She came to me at nine years old with an incomplete backstory. No longer a viable breeder after age five or six, the owners kept her way past her financial contribution to the family. She’d delivered two litters a year, about 100 puppies. “We just liked her,” they told me. My inquiry, “I’m an old lady dog-lover, looking for an old-lady dog companion,” hit just the right tone. “You’re an answer to our prayers.” And so I got Elsa.
The day after the attempted assassination of the former president, I hungered for Sunday air. You know, the first day of the week kind of air, where everything starts over. Air that requires nothing. No lofty thoughts, no reflection, no opinions, judgments, or conclusions. Sunday air. I breathe Sunday air when singing a well-known hymn like “It is well with My Soul”.
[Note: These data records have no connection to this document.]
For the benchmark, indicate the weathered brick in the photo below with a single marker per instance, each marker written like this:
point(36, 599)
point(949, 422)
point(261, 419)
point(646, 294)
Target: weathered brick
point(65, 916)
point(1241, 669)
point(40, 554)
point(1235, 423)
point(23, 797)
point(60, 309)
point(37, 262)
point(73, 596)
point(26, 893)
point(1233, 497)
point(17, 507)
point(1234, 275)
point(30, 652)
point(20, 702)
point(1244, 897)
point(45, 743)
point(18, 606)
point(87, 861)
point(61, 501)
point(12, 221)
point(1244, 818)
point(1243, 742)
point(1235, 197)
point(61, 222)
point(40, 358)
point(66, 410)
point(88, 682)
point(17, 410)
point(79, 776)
When peace like a river, attendeth my way
When sorrows like sea billows roll
Whatever my lot
Thou hast taught me to say
It is well, it is well, with my soul
And when the preacher elevates my being with no effort on my part, I breathe in the Sunday air of love.
Sunday air was unattainable at church last week, though. It was not well with my soul. Right off, the preacher prayed “for former President Trump, grateful he did not succumb to political violence. This world is in love with violence, a violence that threatens the best in us, so renew in us a commitment to the Christ, who calls us to turn the other cheek, to love our neighbor, to love our enemies.” On receiving this, I sucked in a big chunk of we’re-gonna-lose and couldn’t seem to exhale.
The sermon choked off any puff of relief— a parable about prayer that meant nothing to me. My diaphragm would have swelled during hymn-singing, but the tunes were unfamiliar yawns.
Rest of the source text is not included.